I have 185 files of data, which contains a total number of 30 million rows. Each two has two columns; a single int which I want to use as an index, and a list of 512 ints.
So it looks something like this
IndexID Ids
1899317 [0, 47715, 1757, 9, 38994, 230, 12, 241, 12228...
22861131 [0, 48156, 154, 6304, 43611, 11, 9496, 8982, 1...
2163410 [0, 26039, 41156, 227, 860, 3320, 6673, 260, 1...
15760716 [0, 40883, 4086, 11, 5, 18559, 1923, 1494, 4, ...

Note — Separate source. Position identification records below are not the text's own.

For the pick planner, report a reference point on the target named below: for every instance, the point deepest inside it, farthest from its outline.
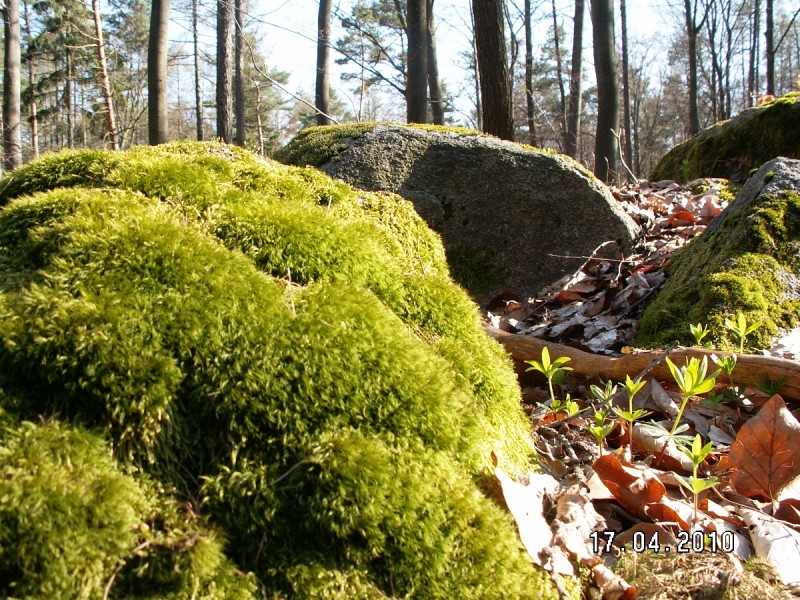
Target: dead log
(750, 368)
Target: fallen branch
(750, 368)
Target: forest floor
(680, 488)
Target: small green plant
(740, 328)
(697, 454)
(630, 415)
(699, 332)
(600, 428)
(552, 370)
(692, 380)
(770, 386)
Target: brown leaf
(766, 454)
(633, 489)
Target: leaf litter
(621, 512)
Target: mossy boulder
(733, 149)
(222, 377)
(747, 260)
(511, 217)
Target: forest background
(269, 69)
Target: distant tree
(12, 84)
(322, 96)
(157, 124)
(417, 80)
(224, 71)
(495, 82)
(605, 162)
(574, 112)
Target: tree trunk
(224, 71)
(559, 74)
(574, 114)
(198, 100)
(32, 84)
(434, 83)
(417, 76)
(323, 97)
(158, 121)
(104, 81)
(495, 84)
(530, 105)
(605, 161)
(12, 86)
(239, 73)
(770, 41)
(626, 89)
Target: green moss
(732, 149)
(334, 425)
(737, 268)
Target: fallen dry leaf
(776, 543)
(766, 454)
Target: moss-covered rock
(280, 353)
(747, 260)
(734, 148)
(512, 217)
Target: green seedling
(692, 380)
(771, 386)
(552, 370)
(699, 332)
(605, 394)
(630, 415)
(740, 328)
(697, 454)
(600, 429)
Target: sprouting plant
(568, 405)
(605, 394)
(740, 328)
(699, 332)
(601, 428)
(552, 370)
(692, 380)
(770, 386)
(697, 454)
(630, 415)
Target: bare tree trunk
(158, 121)
(434, 83)
(770, 41)
(323, 97)
(626, 89)
(224, 71)
(198, 100)
(239, 73)
(12, 86)
(495, 82)
(104, 81)
(559, 73)
(752, 75)
(417, 76)
(574, 115)
(605, 160)
(32, 84)
(529, 102)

12244098 [0, 45651, 4128, 227, 5, 10397, 995, 731, 9, 3...
The data is too large to load into memory, but I would like to retrieve say a couple hundred rows at a time using a list of indices.
I got advice from this comment to use Parquet. Most efficient way of saving a pandas dataframe or 2d numpy array into h5py, with each row a seperate key, using a column
I've been looking at the official parquet python guide
https://arrow.apache.org/docs/python/parquet.html
and
fast parquet guide
https://fastparquet.readthedocs.io/en/latest/api.html
But I can't seem to find to find any way to retrieve a row using an index, and if the table is stored on disk, or if it's all loaded into memory.
Is this possible? If so, how would I do something like this?
For example
ParquetTable[22861131, 15760716]
[0, 48156, 154, 6304, 43611, 11, 9496, 8982, 1... [0, 40883, 4086, 11, 5, 18559, 1923, 1494, 4, ...
Parquet is a columnar data store that will not fit your use case. If your goal is to store data too large to fit in memory, and yet still be able to retrieve rows at a time to work on, I would suggest you use a database.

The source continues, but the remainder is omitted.